- Activist shareholders go after KKR’s fees on company
- Some firms are reducing transaction fees
- LPs push back as well on fees and carry
Although the particulars of this controversy are distinctively a hedge fund power play, it comes at a time when some fund managers are pulling back from such fees, in part due to competitive pressures and in part because of the heightened scrutiny that private equity firms are receiving in the contemporary economic environment.

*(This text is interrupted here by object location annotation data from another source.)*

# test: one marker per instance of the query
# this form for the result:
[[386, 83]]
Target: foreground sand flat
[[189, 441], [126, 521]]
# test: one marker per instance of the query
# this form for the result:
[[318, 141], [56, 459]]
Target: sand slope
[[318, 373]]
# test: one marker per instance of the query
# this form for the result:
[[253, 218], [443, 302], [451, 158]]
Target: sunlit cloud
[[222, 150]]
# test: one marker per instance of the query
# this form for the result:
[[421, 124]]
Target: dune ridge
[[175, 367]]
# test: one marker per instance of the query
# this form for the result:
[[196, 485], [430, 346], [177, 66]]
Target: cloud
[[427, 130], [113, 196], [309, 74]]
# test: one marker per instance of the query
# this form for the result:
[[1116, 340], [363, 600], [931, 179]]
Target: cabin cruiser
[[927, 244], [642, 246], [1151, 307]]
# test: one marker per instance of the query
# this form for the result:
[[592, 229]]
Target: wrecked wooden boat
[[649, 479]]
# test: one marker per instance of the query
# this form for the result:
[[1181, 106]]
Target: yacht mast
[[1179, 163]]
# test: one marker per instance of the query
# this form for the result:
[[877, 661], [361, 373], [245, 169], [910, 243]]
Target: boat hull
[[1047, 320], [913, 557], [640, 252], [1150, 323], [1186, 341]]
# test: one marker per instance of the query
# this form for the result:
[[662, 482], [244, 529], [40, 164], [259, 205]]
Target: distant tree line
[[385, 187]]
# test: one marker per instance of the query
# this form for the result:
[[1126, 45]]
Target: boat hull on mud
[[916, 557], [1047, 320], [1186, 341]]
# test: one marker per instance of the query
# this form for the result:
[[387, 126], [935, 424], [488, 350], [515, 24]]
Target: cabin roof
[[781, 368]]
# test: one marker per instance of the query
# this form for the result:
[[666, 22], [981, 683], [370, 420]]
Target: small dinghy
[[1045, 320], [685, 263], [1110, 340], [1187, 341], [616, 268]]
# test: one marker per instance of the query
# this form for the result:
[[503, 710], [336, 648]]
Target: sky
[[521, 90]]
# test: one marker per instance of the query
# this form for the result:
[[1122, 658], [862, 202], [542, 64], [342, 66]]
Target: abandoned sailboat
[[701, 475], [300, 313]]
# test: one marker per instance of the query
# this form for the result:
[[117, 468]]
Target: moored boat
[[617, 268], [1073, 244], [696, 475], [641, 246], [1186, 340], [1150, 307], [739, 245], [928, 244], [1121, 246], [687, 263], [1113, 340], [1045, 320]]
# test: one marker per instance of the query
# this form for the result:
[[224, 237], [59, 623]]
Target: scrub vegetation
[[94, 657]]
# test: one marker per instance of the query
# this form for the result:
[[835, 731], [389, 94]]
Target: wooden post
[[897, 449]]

Even before the activist investor H Partners Management LLC began its campaign against Kohlberg Kravis Roberts & Co. over the fees it has charged Sealy, some fund sponsors have been reducing or eliminating the fees they charge portfolio companies—transaction fees for their advisory services in closing a buyout deal, monitoring fees for their ongoing management services to the portfolio deal, director fees for serving on a company’s board, and, as in KKR’s case, consulting fees that can continue even after a company goes public.
The European buyout firm Permira Advisers Ltd, for instance, is promising it won’t charge transaction fees on its €6.5 billion ($8.7 billion) fund Permira V, as sister Web site peHub reported in December. Another European shop, Apax Partners, is offering its LPs a 100 percent offset on transaction fees on its €9.0 billion AVIII fund.
Permira declined to discuss its policies on fees, although a person familiar with the firm said it has not charged transaction fees since 2009 and is simply employing the same approach with the new fund. Apax Partners did not reply by deadline to a request for comment.
Firms may have a number of reasons to forgo such fees. In a competitive deal environment, a management team may prefer to choose a sponsor that won’t take such fees out of the company. Taking a pass on fees may strengthen the company’s P&L, giving it greater room to pay down debt, and its balance sheet, perhaps enabling a future dividend or a stronger exit.
Then there is the alignment of interests between the sponsor and the management team. “We focus tremendously on the concept of alignment,” said Kewsong Lee, a managing director at Warburg Pincus, a New York firm that has never charged fees to its portfolio companies since the firm’s founding in 1966.
Lee downplayed the question of a competitive advantage against deal-making rivals, saying instead that the decision against fees was more cultural and philosophical in a firm that was founded as, and to a considerable degree remains, a growth-oriented investor.
“Capital is precious and should be reinvested back into the company,” Lee told Buyouts. “We really kind of make money the old-fashioned way. We invest at one price, and if we do our job and management does their job, then the value goes up.”
Still, with other fees also coming under pressure, those on portfolio companies may become relatively more valuable to sponsors. In a highly competitive fundraising environment, investors are increasingly pressing their GPs to reduce fund-management fees, and some big pension plans have begun making fewer but bigger commitments to sponsors, with reduced fees a major part of the incentive.
Portfolio company fees lie at the heart of the Sealy dispute. The hedge fund H Partners, which is Sealy’s second largest shareholder with a 14.5 percent stake, ratcheted up the pressure in a March 27 letter focused largely on the fees charged by KKR and Capstone, KKR’s in-house consulting firm. H Partners previously demanded seats on the board and on Sealy’s nominating and governance committee.
By the end of the month, another investor had joined H Partners’ complaint, sister news service Reuters reported. San Francisco-based FPR Partners, which owns 7.7 percent in Sealy, said the company should appoint other “qualified” shareholders to the board, giving representation to investors other than KKR that controls 46 percent of the company.
In an e-mail, a Sealy spokesman said the company was “committed to delivering long-term shareholder value and continued to be open to constructive dialogue with all of our shareholders,” Reuters said.